MCW, UWM researchers receive grant to develop patients’ real avatars for virtual doctors’ office visits
Aug. 21, 2012 College News - Scientists from the Medical College of Wisconsin (MCW) and the University of Wisconsin-Milwaukee received a one-year, $100,000 John and Jeanne Byrnes CTSI Award to create a “real” patient avatar that can visit a virtual doctor’s office in cyberspace, and supplement brick and mortar office visits. The goal of the project is to increase access to medical care and reduce healthcare costs without foregoing quality of care.
The principal investigator is F. “Mariam” Zahedi, PhD, Trisept Solutions Professor in Information Technology Management at the University of Wisconsin-Milwaukee. Reza Shaker, MD, Joseph E. Geenen Professor & Chief of Gastroenterology and Hepatology, is the primary investigator at MCW. He practices at Froedtert Hospital. Co-investigators are Hemant Jain, PhD, and Huimin Zhao, PhD, at UWM. Nitin Walia, PhD, serves as the consultant from Ashland University in Ashland, Ohio.
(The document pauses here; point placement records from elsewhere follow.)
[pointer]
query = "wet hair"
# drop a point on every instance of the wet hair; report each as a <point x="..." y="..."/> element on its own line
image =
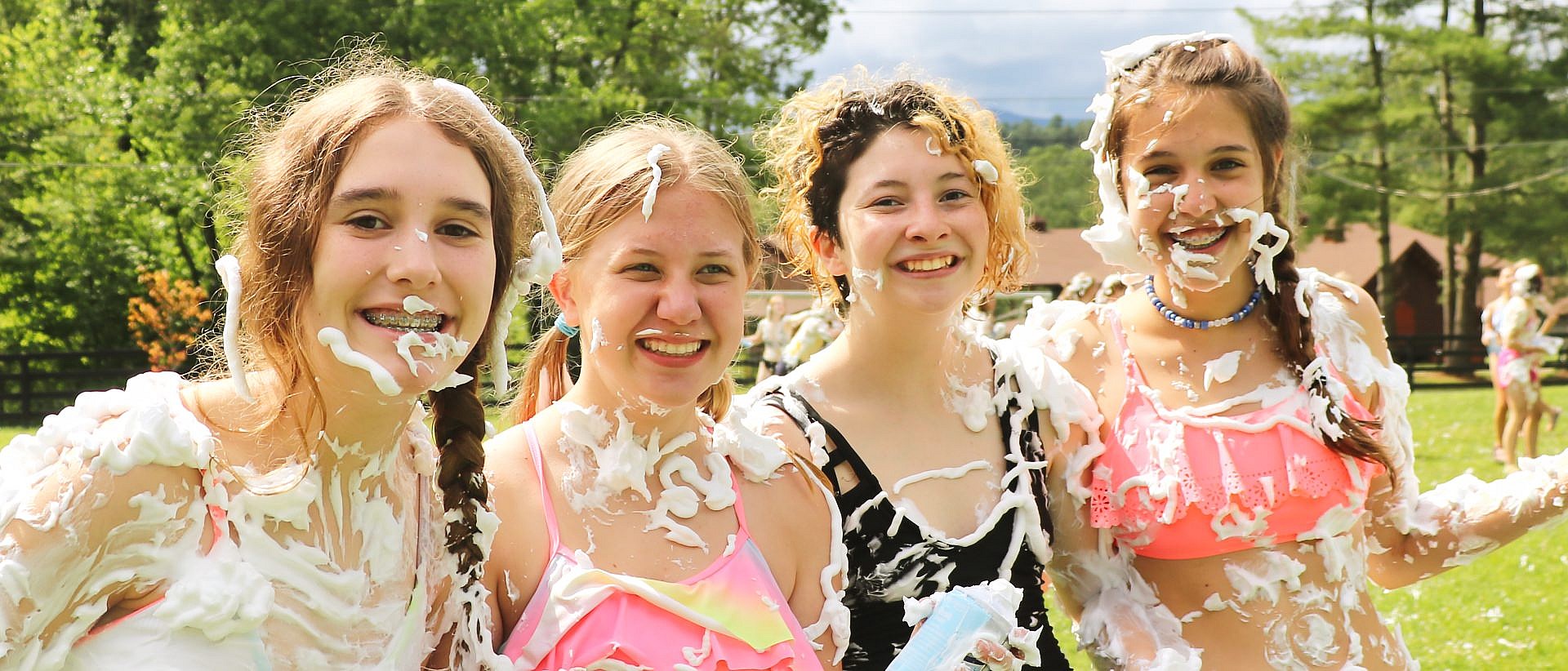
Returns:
<point x="1183" y="73"/>
<point x="295" y="156"/>
<point x="819" y="134"/>
<point x="604" y="180"/>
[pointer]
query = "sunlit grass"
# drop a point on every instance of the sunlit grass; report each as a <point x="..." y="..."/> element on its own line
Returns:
<point x="1506" y="611"/>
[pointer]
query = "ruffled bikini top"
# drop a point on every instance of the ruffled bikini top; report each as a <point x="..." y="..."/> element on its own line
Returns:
<point x="729" y="616"/>
<point x="1186" y="483"/>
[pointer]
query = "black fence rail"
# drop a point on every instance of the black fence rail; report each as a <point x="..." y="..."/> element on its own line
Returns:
<point x="33" y="386"/>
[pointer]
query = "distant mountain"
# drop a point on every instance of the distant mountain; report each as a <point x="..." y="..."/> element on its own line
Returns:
<point x="1007" y="118"/>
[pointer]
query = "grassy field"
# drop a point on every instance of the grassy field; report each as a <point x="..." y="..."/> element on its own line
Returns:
<point x="1504" y="611"/>
<point x="1508" y="611"/>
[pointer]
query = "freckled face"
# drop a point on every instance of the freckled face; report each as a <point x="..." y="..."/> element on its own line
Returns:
<point x="408" y="216"/>
<point x="659" y="301"/>
<point x="1196" y="163"/>
<point x="913" y="216"/>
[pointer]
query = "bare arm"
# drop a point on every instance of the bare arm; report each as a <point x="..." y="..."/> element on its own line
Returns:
<point x="1120" y="618"/>
<point x="93" y="516"/>
<point x="1424" y="533"/>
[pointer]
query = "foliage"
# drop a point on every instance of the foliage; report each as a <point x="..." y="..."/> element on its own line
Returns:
<point x="117" y="115"/>
<point x="168" y="320"/>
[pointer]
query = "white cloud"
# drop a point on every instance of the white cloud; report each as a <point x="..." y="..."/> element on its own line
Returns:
<point x="1032" y="59"/>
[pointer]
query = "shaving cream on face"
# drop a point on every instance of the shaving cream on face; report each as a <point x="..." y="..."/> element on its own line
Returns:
<point x="337" y="344"/>
<point x="1114" y="237"/>
<point x="653" y="185"/>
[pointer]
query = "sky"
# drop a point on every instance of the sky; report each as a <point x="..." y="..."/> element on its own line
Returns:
<point x="1024" y="57"/>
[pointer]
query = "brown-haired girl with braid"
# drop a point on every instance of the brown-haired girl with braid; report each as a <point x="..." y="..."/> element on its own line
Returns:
<point x="295" y="513"/>
<point x="1249" y="461"/>
<point x="635" y="531"/>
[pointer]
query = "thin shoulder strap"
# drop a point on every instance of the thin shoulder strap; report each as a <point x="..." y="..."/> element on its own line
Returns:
<point x="840" y="451"/>
<point x="545" y="487"/>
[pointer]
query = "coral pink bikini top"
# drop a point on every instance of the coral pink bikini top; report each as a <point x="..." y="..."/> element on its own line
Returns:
<point x="1181" y="485"/>
<point x="729" y="616"/>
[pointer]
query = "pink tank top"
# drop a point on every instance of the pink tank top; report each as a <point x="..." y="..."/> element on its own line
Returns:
<point x="1178" y="485"/>
<point x="728" y="616"/>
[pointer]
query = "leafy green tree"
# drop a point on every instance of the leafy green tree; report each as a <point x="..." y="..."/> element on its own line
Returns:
<point x="1445" y="118"/>
<point x="117" y="115"/>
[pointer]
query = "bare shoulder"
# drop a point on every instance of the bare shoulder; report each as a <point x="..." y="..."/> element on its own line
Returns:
<point x="772" y="420"/>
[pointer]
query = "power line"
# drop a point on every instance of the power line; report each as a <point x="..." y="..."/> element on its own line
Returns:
<point x="1443" y="195"/>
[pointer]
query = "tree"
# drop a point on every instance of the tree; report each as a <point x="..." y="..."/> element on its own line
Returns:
<point x="117" y="115"/>
<point x="1387" y="122"/>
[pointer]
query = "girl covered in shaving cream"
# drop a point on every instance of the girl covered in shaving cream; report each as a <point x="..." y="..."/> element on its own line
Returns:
<point x="1250" y="464"/>
<point x="298" y="513"/>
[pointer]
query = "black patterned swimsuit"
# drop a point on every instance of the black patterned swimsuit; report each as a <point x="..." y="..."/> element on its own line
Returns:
<point x="891" y="558"/>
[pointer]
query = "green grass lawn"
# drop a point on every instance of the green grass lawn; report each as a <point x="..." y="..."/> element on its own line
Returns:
<point x="1508" y="611"/>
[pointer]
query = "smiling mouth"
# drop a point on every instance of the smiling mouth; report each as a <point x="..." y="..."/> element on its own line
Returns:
<point x="671" y="349"/>
<point x="1194" y="238"/>
<point x="399" y="320"/>
<point x="925" y="265"/>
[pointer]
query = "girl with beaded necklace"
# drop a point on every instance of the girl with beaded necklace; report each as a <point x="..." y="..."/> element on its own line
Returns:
<point x="635" y="531"/>
<point x="1245" y="463"/>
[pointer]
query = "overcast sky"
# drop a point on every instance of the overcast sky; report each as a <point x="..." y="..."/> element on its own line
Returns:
<point x="1026" y="57"/>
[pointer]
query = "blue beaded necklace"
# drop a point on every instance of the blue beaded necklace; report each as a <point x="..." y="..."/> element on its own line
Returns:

This project aims to deliver health care in a three-dimensional world through interactions of “real” patient avatars and physician avatars. The “real” patient avatars will have patient physiological data in real time. Patient avatars could interact with a physician avatar, allowing the physician to see all the patients’ data through their avatars without the additional costs of bricks-and-mortar physician offices. This method of delivery could increase access to medical care for people in remote areas or who have difficulties traveling to appointments. If successful, this approach could open a new way of delivering medical care.
This is one of 19 pilot projects being funded in 2012 through the Clinical and Translational Science Institute of Southeast Wisconsin (CTSI). The goal is to create synergy through collaboration, and studies are specifically designed to lead to major future research support. The projects explore findings that have the potential to be translated into clinical practice and community health, and are led by investigators at the CTSI’s eight partnering institutions: the Medical College of Wisconsin, Marquette University, Milwaukee School of Engineering, UW-Milwaukee, Froedtert Hospital, Children’s Hospital of Wisconsin, the VA Medical Center, and the BloodCenter of Wisconsin.
CTSI is part of a national consortium of top medical research institutions. Working together, the CTSI institutions are committed to improve human health by streamlining science, transforming training environments and improving the conduct, quality and dissemination of clinical and translational research. The CTSI program is led by the National Center for Advancing Translational Sciences, part of the National Institutes of Health.
Support for the Pilot Award Program comes from Advancing a Healthier Wisconsin (AHW), the National Institutes of Health (NIH), the Biotechnology and Bioengineering Center (BBC) and the John and Jeanne Byrnes CTSI Award.